Duncan: The presence of military on East Carolina’s campus goes right back to after World War II. The GI Bill came and a lot of these military folks from Camp Lejeune and Fort Bragg who had been there during the war, came to Greenville and saw the campus. Two years into the Veterans Club being here, they made a request for the curator of the Navy that said they would like to have a bell that was on a Navy ship during World War II. It’s very interesting because the bell was cast in 1855 in Philadelphia, and it’s a bronze bell that weighs about 380 pounds.

The interesting dynamic is that this was prior to the Monitor and Merrimack, the first ironclads. So, you know it had to be on some wooden ship. But we have not been able to determine, which one. We have done some research, but we can’t find what ship it was on first. It ended up on the USS Broome. The USS Broome was scrapped about 1948, and that’s how East Carolina got the bell. In 1953 it was installed here in a dedication just down beside Christenbury Gym. It has remained there, and a lot of people over the years have begun to wonder what is and what is there for. But it honored World War II and Korean veterans from East Carolina.

The Victory Bell concept- it was to be rung for victories, so it was placed beside Christenbury Gym just after the Gym opened. Ringing it would be difficult because the clapper is gone. I think if you hit it with your hand or an object, it has a very nice ring to it. That was the idea of the Victory Bell.

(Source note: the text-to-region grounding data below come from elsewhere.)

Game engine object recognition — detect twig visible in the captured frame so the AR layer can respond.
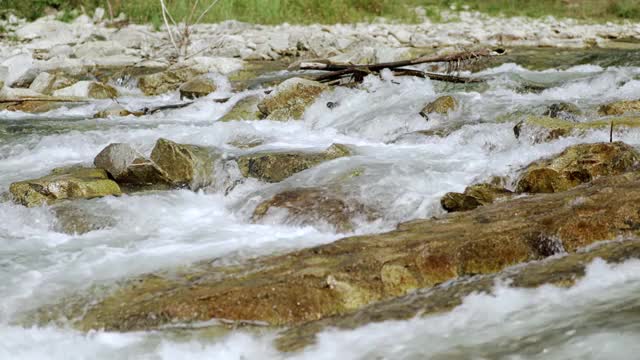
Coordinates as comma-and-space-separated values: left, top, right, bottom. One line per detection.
159, 0, 179, 55
195, 0, 221, 25
610, 120, 614, 143
105, 0, 114, 22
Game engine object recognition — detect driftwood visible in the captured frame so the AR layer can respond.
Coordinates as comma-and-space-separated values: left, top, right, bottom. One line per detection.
0, 98, 89, 103
301, 48, 506, 85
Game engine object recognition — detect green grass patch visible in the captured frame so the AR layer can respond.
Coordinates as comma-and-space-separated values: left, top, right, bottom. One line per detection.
1, 0, 640, 25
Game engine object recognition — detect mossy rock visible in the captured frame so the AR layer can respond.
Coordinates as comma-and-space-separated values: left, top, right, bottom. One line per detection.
150, 138, 222, 190
252, 187, 376, 233
179, 76, 217, 100
257, 77, 328, 121
35, 169, 640, 332
236, 144, 352, 183
441, 183, 512, 212
218, 95, 262, 122
599, 99, 640, 116
94, 143, 171, 187
87, 82, 118, 99
420, 95, 458, 120
516, 141, 640, 194
137, 67, 203, 96
9, 166, 121, 207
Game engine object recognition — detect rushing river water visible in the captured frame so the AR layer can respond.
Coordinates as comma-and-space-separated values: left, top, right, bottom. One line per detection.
3, 48, 640, 359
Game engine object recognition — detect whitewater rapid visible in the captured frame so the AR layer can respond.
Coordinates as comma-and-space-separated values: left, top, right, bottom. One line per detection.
3, 55, 640, 359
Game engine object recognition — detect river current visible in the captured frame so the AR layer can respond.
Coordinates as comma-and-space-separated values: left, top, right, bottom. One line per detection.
2, 48, 640, 359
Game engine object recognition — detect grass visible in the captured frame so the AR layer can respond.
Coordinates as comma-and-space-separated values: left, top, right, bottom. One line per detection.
1, 0, 640, 25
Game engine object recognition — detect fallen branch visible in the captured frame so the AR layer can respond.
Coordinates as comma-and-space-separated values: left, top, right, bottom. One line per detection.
311, 68, 482, 85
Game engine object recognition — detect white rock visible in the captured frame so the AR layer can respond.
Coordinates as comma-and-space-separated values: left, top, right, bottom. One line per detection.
186, 56, 244, 75
89, 55, 143, 68
28, 72, 55, 94
0, 66, 7, 88
0, 87, 43, 100
15, 20, 75, 45
110, 28, 158, 49
390, 29, 412, 43
74, 41, 126, 59
1, 53, 34, 86
93, 7, 105, 23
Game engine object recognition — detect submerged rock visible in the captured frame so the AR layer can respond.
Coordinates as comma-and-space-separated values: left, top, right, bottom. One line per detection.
51, 202, 115, 235
516, 142, 639, 194
178, 76, 217, 100
218, 95, 262, 122
236, 144, 352, 183
52, 81, 118, 99
542, 102, 581, 121
598, 99, 640, 116
252, 188, 375, 233
441, 183, 512, 212
137, 67, 202, 96
94, 143, 171, 187
419, 95, 458, 120
276, 238, 640, 352
9, 166, 121, 207
150, 138, 222, 190
257, 77, 328, 120
514, 116, 640, 144
40, 170, 640, 331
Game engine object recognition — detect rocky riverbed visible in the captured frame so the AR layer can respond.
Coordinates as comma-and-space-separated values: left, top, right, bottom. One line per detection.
4, 9, 640, 359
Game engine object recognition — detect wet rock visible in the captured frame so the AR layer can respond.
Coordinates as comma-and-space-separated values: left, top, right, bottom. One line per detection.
252, 188, 374, 233
236, 144, 352, 183
598, 99, 640, 116
178, 76, 217, 100
441, 183, 512, 212
43, 170, 640, 331
150, 138, 222, 190
52, 81, 118, 99
257, 77, 328, 121
516, 142, 639, 194
93, 104, 137, 118
514, 116, 640, 144
542, 102, 581, 121
137, 67, 202, 96
218, 95, 262, 122
94, 143, 171, 186
419, 95, 458, 120
9, 166, 121, 207
0, 99, 68, 113
276, 238, 640, 352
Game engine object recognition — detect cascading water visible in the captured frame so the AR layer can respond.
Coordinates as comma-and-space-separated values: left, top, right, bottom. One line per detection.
3, 49, 640, 359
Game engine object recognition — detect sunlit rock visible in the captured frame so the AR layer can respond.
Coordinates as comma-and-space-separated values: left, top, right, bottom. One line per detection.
178, 76, 217, 100
218, 95, 263, 122
52, 81, 118, 99
137, 67, 202, 96
257, 77, 328, 120
516, 141, 640, 194
1, 53, 35, 86
598, 99, 640, 116
252, 188, 376, 233
29, 72, 76, 95
441, 183, 512, 212
94, 143, 171, 187
419, 95, 458, 120
42, 171, 640, 331
150, 138, 222, 190
9, 166, 121, 207
236, 144, 352, 183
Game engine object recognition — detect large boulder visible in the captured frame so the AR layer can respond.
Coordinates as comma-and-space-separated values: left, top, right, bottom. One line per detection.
9, 166, 121, 207
39, 170, 640, 331
52, 81, 118, 99
1, 53, 35, 86
515, 142, 640, 194
257, 77, 328, 120
137, 67, 202, 96
94, 143, 171, 187
178, 76, 217, 100
252, 188, 375, 233
419, 95, 458, 120
150, 138, 222, 190
236, 144, 352, 183
441, 183, 512, 212
598, 99, 640, 116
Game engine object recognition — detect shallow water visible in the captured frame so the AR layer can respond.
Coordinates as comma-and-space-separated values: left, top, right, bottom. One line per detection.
3, 48, 640, 359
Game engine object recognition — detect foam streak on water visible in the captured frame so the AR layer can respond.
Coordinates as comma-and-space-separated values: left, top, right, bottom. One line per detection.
3, 57, 640, 358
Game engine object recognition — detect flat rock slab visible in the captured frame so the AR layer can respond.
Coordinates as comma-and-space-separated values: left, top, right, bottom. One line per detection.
32, 170, 640, 331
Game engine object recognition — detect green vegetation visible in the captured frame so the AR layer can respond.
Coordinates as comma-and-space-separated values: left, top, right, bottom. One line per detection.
1, 0, 640, 25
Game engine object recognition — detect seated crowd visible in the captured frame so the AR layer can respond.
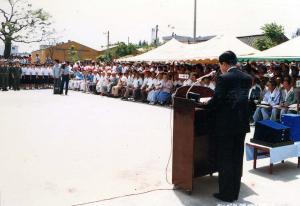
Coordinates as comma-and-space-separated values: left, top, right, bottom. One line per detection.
245, 62, 300, 123
1, 57, 300, 115
68, 62, 217, 105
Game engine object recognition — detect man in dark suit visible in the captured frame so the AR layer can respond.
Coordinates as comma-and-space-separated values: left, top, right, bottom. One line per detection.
206, 51, 252, 202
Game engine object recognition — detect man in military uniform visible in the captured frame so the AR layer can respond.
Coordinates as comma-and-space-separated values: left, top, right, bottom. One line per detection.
2, 61, 9, 91
0, 61, 3, 90
8, 62, 14, 90
13, 61, 22, 91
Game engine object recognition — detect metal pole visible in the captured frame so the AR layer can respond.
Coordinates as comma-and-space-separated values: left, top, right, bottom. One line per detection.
193, 0, 197, 42
155, 25, 159, 47
107, 30, 110, 49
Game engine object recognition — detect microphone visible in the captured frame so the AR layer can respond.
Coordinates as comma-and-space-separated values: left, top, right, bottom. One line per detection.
186, 71, 216, 100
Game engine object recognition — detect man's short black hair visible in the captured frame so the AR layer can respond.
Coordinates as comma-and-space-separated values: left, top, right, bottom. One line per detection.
219, 51, 238, 65
283, 76, 292, 85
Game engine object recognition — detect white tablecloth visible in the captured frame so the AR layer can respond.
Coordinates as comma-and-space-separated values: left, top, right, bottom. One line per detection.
246, 142, 300, 164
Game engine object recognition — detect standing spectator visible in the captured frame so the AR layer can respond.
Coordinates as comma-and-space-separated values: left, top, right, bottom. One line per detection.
60, 63, 71, 95
13, 61, 22, 91
53, 60, 61, 93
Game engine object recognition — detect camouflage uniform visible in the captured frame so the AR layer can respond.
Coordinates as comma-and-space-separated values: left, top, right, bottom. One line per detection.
2, 64, 9, 91
13, 64, 22, 90
8, 65, 14, 90
0, 64, 3, 90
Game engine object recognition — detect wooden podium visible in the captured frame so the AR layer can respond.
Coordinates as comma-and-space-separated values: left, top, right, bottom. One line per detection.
172, 86, 217, 193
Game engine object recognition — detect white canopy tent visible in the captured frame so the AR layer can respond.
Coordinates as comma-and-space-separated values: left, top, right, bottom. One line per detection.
120, 38, 190, 62
239, 36, 300, 61
119, 35, 259, 63
180, 35, 259, 63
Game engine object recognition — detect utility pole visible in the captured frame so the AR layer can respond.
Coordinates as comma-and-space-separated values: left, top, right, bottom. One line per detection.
193, 0, 197, 42
107, 30, 110, 49
128, 36, 130, 45
155, 25, 159, 47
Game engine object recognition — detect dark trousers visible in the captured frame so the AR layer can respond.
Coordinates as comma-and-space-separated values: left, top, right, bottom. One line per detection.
13, 77, 21, 90
60, 75, 69, 95
215, 133, 246, 200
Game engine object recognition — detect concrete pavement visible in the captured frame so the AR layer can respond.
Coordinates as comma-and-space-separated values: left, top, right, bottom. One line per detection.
0, 90, 299, 206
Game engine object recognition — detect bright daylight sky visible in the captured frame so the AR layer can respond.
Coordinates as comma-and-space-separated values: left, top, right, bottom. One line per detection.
0, 0, 300, 53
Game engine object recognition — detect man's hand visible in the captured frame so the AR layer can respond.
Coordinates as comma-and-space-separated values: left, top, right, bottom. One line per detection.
197, 71, 216, 82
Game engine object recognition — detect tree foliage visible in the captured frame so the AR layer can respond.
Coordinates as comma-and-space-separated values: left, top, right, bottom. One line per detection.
68, 45, 79, 63
254, 23, 286, 51
97, 42, 138, 62
0, 0, 54, 57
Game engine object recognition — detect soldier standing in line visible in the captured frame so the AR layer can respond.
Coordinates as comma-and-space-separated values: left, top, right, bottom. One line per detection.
0, 61, 3, 91
2, 61, 9, 91
13, 61, 22, 91
8, 62, 14, 90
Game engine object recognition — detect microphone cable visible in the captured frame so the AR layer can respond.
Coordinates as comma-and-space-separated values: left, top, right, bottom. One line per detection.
72, 101, 178, 206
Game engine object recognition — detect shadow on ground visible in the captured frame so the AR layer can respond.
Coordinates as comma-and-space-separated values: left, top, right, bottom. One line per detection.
248, 161, 300, 182
174, 176, 256, 206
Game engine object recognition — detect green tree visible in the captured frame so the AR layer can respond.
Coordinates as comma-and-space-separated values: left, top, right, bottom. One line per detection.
0, 0, 53, 58
114, 42, 137, 58
68, 45, 79, 63
97, 52, 113, 63
254, 23, 286, 51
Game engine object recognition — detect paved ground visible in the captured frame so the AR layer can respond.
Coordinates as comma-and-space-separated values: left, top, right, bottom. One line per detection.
0, 90, 299, 206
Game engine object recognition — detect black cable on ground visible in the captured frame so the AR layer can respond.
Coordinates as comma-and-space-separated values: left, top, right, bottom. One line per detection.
71, 188, 177, 206
71, 107, 176, 206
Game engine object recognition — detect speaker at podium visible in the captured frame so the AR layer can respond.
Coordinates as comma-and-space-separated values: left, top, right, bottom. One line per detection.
172, 85, 217, 193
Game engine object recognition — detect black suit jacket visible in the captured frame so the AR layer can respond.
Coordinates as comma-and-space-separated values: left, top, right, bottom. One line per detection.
207, 67, 252, 136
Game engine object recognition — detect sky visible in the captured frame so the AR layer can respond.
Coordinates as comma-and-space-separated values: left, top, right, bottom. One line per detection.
1, 0, 300, 53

Gill: Steve Duncan, who is in charge of the military science program, contacted Hunt McKinnon and myself to talk about the possibility of coming up with a memorial wall for fallen veterans who served at ECU. Through collaboration of faculty, facilities, and administration, we found a location to install the memorial wall for the veterans. It’s all in the same location that it was originally placed, but it’s just in a more interactive location where hopefully more students, staff, and faculty will get to share in the heritage of the bell.

There are a lot of facilities folks who are getting involved in it. We have the masonry department. We have the grounds department that will be installing the landscaping around it. A lot of people are giving of their time to make this a successful event, all the way down from faculty, to administration, to the facility service’s folks. It’s a team effort, and we hope the project will be successful.

McKinnon: What happened with the original installation- it was probably a great installation for it’s time, but this is a huge improvement because it’s going to integrate that screen wall that is the back of Brewster and Science and Technology. Ultimately we hope to have more than one plaque that stair steps up the wall the same way that the retaining wall and the seat wall does now.  It’s going to get integrated into the environment; it won’t just be stuck on the land. It’s going to fit in very, very nicely.

Duncan:  We had a three-star admiral to graduate from East Carolina and he made a speech here. He is now deceased. He said bells were rung to give directions on the ship. He took his cane and tapped the bell however many rings that means “All is well.” I think the bell would be a great place to gather and celebrate graduations, weddings, and to celebrate a new child. We should ring it because those are victories in life.

I’d like to see, as we rededicate it, to become a place of reflection and a place of celebration. We will celebrate life as we have reverence for those who gave their lives. Let’s start a new era of the Victory Bell.